To be fair, the decision enabled a certain degree of control, as installers have to demonstrate that installations and equipment meet conditions laid down by OLEV (office of Low Emission Vehicles) in order to reclaim the grant. However it encourages many to keep too much of the change by installing low cost, or ‘free’ chargers.
Now ‘free’ always comes at a cost. And there is not an installer in the land who does not have a story to tell about having to return to a broken, or worse burnt out unit, cursing the day he fitted it. But real market forces will prevail and there will always be somebody else to do the job.

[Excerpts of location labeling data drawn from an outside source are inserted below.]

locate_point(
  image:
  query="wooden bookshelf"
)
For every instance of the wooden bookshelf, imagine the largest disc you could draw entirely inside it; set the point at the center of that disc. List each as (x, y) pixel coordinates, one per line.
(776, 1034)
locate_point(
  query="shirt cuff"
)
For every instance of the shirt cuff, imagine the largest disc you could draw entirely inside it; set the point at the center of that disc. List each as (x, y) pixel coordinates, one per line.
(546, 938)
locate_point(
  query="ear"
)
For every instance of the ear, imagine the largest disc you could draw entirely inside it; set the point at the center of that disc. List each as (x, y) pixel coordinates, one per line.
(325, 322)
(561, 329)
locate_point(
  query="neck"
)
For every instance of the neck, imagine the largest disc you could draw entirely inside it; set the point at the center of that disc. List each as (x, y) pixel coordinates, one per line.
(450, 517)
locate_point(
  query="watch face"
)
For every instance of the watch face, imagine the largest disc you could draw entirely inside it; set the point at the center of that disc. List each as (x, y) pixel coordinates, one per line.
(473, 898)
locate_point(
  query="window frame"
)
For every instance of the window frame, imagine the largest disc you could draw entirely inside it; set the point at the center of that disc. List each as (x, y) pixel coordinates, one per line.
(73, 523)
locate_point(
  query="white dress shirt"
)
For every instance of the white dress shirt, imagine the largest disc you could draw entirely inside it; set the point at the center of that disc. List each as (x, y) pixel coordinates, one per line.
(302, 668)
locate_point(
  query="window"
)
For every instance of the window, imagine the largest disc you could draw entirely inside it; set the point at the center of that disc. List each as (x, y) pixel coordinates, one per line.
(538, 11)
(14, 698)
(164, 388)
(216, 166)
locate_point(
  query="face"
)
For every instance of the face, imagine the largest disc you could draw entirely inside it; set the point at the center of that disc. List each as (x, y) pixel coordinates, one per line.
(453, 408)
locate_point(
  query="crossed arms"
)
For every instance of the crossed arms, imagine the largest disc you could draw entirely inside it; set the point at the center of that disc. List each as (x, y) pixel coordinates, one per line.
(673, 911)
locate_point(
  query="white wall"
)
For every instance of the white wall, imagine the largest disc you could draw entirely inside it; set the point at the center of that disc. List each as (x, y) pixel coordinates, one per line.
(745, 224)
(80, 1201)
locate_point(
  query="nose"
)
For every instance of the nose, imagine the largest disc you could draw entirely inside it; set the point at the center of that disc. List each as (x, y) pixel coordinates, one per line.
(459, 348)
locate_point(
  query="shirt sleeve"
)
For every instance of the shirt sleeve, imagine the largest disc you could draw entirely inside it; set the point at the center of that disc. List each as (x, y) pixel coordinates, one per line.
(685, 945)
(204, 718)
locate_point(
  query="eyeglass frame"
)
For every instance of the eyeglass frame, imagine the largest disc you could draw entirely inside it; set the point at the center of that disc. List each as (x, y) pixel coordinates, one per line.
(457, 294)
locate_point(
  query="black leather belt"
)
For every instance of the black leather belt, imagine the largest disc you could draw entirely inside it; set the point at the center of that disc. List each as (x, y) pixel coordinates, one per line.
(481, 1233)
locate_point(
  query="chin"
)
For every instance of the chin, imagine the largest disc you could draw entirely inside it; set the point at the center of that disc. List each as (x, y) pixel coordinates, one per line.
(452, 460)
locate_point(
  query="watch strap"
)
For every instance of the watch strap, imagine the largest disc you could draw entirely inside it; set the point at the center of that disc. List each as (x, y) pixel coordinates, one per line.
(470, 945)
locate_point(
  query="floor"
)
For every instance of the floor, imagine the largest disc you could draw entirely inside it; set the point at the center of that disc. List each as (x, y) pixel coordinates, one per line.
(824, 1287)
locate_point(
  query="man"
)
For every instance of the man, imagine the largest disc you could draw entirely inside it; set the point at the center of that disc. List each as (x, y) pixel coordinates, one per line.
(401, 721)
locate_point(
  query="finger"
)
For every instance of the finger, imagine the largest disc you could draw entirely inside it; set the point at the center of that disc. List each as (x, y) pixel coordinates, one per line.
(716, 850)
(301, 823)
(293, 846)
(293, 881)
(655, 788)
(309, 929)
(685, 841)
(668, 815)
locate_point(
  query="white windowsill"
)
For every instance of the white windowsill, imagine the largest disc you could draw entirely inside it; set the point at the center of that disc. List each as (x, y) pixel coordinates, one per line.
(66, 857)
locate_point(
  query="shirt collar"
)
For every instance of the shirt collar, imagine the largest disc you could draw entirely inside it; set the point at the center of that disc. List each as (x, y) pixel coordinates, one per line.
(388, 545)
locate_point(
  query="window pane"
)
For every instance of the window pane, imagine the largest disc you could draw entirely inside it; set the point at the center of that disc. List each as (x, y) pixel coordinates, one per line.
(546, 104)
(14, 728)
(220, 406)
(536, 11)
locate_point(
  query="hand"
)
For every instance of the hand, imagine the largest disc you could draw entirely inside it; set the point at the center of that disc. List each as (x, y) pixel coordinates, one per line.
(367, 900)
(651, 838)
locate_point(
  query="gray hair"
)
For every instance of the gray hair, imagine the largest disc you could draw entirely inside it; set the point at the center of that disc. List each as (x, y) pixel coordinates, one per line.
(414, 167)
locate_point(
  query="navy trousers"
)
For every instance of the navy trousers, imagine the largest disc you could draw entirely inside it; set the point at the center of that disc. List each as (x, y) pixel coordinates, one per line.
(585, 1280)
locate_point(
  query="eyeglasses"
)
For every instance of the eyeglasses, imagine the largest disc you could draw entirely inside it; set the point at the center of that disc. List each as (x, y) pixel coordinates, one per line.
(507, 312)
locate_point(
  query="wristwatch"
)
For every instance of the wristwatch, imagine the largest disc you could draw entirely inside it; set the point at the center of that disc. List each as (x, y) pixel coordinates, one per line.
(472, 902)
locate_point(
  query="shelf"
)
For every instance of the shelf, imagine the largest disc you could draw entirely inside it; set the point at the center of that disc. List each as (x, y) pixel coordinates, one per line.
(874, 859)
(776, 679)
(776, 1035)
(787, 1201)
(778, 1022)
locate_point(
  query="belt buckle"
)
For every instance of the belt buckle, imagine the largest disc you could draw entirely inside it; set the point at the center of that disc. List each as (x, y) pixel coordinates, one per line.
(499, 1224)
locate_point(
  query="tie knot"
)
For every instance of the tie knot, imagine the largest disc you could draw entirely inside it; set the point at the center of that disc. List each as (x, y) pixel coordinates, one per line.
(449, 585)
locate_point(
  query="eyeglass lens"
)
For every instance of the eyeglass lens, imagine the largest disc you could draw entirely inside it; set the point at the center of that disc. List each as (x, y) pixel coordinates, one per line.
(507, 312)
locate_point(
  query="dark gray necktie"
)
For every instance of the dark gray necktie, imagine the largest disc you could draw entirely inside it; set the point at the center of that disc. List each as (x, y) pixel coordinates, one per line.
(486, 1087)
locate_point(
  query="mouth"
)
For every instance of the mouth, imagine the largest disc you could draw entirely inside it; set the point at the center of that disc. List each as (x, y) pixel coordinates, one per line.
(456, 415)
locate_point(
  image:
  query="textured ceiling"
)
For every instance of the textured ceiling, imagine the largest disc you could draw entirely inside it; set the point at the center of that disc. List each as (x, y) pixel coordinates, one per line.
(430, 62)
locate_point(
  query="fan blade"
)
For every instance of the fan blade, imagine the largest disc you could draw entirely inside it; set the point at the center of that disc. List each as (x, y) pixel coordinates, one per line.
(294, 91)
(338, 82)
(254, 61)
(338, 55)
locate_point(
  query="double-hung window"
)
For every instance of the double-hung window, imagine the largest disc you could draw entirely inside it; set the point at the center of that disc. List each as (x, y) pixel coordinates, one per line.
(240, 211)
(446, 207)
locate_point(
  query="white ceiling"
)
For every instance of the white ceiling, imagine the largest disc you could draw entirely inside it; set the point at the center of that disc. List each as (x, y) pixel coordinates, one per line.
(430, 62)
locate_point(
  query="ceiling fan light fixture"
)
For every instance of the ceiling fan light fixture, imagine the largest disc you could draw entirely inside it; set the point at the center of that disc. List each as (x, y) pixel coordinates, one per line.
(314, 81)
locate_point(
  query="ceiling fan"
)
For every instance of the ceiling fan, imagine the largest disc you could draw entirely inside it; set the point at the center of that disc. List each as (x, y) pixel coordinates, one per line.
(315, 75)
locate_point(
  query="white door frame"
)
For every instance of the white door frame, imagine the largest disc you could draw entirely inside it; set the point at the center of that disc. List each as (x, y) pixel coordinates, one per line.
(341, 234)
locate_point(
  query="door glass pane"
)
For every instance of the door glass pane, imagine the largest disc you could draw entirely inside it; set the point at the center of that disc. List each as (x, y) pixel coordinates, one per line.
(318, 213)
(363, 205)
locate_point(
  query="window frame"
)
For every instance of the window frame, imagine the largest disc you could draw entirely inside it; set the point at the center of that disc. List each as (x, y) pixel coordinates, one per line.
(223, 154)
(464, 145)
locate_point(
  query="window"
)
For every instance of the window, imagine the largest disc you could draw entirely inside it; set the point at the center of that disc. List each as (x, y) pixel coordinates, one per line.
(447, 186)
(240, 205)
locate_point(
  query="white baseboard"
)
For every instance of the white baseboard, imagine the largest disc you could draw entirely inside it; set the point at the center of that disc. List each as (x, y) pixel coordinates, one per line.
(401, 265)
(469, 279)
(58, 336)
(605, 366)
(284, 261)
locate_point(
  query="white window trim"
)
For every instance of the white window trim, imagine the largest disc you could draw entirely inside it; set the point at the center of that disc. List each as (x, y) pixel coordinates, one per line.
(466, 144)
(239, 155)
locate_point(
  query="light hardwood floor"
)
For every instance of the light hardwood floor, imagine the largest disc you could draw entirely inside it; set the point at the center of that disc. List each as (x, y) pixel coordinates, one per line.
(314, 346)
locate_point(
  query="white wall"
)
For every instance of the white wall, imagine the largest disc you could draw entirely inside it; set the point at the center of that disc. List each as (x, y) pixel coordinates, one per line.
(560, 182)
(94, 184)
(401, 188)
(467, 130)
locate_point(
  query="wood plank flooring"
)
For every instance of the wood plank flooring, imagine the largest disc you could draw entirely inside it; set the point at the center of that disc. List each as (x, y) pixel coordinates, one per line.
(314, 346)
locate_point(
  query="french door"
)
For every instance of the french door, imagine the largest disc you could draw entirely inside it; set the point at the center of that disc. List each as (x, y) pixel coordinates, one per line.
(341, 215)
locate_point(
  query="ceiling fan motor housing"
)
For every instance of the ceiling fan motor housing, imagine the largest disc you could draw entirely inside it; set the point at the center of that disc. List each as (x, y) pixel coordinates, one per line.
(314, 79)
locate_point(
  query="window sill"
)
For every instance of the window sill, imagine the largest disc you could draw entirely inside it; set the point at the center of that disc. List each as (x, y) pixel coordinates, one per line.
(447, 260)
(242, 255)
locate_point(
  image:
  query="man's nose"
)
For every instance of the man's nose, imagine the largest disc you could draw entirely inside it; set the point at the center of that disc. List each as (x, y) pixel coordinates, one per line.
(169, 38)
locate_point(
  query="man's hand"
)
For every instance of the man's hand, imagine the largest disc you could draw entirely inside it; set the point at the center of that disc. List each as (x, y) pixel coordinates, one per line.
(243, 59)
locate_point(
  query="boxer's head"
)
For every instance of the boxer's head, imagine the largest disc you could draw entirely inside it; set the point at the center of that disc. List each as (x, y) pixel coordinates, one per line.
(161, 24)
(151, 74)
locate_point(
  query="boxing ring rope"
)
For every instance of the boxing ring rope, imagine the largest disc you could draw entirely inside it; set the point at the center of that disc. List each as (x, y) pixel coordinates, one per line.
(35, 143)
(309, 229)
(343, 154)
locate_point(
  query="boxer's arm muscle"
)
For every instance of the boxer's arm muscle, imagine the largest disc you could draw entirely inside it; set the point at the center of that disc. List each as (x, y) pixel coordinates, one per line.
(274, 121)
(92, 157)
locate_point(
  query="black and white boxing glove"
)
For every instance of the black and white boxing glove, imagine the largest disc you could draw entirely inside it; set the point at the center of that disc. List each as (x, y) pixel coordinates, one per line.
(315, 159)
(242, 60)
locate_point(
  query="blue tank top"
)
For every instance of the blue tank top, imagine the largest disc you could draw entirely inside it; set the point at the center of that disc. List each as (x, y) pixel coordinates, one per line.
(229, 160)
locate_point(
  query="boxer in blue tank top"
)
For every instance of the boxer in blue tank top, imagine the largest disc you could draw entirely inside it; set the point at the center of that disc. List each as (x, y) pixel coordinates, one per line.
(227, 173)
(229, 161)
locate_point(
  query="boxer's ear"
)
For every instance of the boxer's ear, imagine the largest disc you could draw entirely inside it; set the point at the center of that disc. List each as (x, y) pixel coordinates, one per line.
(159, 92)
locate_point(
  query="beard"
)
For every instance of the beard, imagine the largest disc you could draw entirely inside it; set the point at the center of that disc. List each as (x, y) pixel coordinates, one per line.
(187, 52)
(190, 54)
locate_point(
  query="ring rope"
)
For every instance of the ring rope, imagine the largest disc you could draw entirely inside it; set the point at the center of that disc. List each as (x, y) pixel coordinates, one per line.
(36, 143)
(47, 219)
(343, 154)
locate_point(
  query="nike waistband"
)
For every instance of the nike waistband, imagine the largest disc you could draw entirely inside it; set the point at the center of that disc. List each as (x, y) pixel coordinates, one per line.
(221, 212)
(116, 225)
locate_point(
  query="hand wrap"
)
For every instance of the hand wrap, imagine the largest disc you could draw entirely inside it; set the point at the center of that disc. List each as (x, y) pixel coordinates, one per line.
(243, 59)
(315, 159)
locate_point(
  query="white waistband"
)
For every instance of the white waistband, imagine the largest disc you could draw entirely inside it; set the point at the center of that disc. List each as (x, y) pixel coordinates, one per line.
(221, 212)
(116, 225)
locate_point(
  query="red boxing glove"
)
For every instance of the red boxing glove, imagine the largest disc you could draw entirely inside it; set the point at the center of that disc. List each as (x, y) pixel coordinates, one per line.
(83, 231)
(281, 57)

It’s unlikely that the commercial sector will be quite as short sighted now that the Government has extended its grant scheme to workplace locations. However there is a longer term, hidden problem with trying to build a sector from the bargain basement up. The value chain evaporates before new technology can deliver its promise.
And electric vehicle charging technology advancement in the commercial sector is where the largest clean air return on investment can be made, simply through bigger numbers of vehicles in fleets and higher road usage. Over half of passenger vehicles in the UK are bought by companies, and ultra low emission van and truck sales are growing fast.
The technology that makes a difference to charging in commercial locations, that equipment specifiers should now count on as a given, manages access control and provides usage data. Electric Village is close to Government discussions already about widening the employee benefit-in-kind net to cover aspects of workplace charging that will require employers to account for usage by staff.
Not much further along the technology road map – still a need to have – is the capacity for managing and sharing energy flows around the car park, and returning energy to the grid.
Smart energy charging systems allow system scalability with less digging and investment in power supply infrastructure, which always dwarfs equipment costs.
Nice to have technology today is cable-less induction charging, and powerline data that will connect directly with renewable energy sources.
A little over 18 months ago, there was a collective cheer as plug-in vehicles broke through the one per cent of UK sales mark. The latest figures provided by the SMMT (Society of Motor Manufacturers and Traders) for January 2017 show that percentage is now over 4%. Sector growth is in hockey stick territory and there is no reason to suspect that battery power will not overtake the internal combustion engine.
The Workplace Charging Scheme is a voucher-based scheme that provides up £6,000 support towards the up-front costs of the purchase and installation of electric vehicle charge points.